Many specialists who treat pain have therefore felt that opioids should not be used to treat pain except in Cancer patients. A common contraindication to opioid prescription is a past addiction to narcotics. An opioid is now utilized in the ED through the guidelines stipulated. Two critical points highlighted are; Opioids should be employed if they improve a patient’s quality of life and only one prescriber should be responsible for administration and control patient drug intake.


Prescription of opioids in the emergency units has in no doubt reduced significantly in the recent past. Administration of opioids in the ED poses a major challenge especially for chronic pain management which requires constant monitoring by the Medics. Other problems include the risk of developing fatal adverse effects, the possibilities of patients diverting their medication, precipitation of withdrawal symptoms and many others. It has led to the formulation of guidelines that govern the ED personnel of opioid use. These guidelines help the prescribers provide safe pain management to patients.


Cantrill, S. V., Brown, M. D., Carlisle, R. J., Delaney, K. A., Hays, D. P., Nelson, L. S., ... & Whitson, R. R. (2012). Clinical policy: critical issues in the prescribing of opioids for adult patients in the emergency department.
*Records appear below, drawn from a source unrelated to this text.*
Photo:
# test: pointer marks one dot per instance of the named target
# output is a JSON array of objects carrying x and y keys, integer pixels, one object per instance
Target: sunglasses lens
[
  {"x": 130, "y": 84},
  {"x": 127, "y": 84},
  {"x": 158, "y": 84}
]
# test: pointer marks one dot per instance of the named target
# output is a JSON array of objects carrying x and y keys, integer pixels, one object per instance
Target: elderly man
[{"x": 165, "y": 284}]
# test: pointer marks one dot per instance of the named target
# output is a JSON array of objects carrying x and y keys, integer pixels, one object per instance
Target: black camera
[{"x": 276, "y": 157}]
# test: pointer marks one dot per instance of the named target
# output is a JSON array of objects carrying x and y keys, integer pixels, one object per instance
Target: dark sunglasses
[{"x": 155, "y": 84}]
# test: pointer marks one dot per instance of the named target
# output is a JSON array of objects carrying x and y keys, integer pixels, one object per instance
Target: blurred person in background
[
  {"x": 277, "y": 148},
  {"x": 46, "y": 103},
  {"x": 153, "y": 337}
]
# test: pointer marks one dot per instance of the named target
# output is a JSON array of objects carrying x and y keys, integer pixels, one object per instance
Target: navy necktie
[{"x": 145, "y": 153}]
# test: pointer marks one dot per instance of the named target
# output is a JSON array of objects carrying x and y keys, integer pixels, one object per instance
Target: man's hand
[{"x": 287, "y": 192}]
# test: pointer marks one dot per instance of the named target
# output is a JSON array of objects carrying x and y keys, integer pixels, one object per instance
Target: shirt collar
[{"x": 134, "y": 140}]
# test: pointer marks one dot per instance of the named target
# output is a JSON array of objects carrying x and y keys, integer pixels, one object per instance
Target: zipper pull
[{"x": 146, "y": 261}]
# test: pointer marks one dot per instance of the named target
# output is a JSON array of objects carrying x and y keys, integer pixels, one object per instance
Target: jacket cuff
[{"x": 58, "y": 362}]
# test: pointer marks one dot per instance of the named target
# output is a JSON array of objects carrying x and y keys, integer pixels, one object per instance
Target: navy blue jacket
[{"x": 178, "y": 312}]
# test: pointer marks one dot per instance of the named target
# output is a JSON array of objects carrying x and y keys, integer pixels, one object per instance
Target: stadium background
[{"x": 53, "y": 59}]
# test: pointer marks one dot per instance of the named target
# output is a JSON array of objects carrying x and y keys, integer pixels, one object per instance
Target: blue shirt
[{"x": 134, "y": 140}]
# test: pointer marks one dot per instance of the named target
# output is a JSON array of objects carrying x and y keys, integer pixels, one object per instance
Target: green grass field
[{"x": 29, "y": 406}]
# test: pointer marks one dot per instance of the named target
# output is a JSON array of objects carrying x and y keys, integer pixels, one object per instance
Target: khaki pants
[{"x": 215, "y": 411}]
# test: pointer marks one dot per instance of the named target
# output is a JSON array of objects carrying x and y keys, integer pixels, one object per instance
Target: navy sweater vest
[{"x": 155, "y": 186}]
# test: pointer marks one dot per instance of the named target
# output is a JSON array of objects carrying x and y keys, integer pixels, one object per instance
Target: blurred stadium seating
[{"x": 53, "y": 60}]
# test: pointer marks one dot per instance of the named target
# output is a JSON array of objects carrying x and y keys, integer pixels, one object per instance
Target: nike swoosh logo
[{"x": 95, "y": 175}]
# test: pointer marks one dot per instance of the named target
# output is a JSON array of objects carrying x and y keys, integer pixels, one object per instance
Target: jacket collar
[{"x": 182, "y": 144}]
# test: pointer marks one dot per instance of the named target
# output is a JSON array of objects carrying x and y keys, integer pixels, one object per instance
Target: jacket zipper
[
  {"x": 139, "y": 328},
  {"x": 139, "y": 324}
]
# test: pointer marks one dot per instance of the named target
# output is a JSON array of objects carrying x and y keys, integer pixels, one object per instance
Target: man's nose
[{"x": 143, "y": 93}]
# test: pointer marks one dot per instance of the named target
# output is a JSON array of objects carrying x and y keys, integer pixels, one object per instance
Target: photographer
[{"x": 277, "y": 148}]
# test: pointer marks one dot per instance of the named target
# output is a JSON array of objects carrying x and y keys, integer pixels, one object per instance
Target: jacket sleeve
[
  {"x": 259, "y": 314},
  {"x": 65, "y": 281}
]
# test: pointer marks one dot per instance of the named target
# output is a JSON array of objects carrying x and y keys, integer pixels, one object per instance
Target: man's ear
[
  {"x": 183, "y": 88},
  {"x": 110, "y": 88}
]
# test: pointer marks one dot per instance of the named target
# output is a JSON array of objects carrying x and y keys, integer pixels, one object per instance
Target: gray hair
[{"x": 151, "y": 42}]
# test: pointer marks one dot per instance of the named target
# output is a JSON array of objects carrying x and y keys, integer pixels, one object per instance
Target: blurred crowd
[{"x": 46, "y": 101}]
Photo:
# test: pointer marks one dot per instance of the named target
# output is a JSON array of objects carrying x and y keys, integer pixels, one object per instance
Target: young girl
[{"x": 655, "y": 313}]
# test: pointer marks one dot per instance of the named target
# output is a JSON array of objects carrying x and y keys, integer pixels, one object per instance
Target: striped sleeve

Annals of emergency medicine, 60(4).

Manchikanti, L., Abdi, S., Atluri, S., Balog, C. C., Benyamin, R. M., Boswell, M. V., ... & Burton, A. W. (2012). American Society of Interventional Pain Physicians (ASIPP) guidelines for responsible opioid prescribing in chronic non-cancer pain: Part I--evidence assessment. Pain physician, 15(3 Suppl), S1-65.

Neven, D. E., Sabel, J. C., Howell, D. N., & Carlisle, R. J. (2012). The development of the Washington State emergency department opioid prescribing guidelines. Journal of Medical Toxicology, 8(4), 353-359.

Mazer‐Amirshahi, M., Mullins, P. M., Rasooly, I., den Anker, J., & Pines, J. M. (2014). Rising opioid prescribing in adult US emergency department visits: 2001–2010. Academic Emergency Medicine, 21(3), 236-243.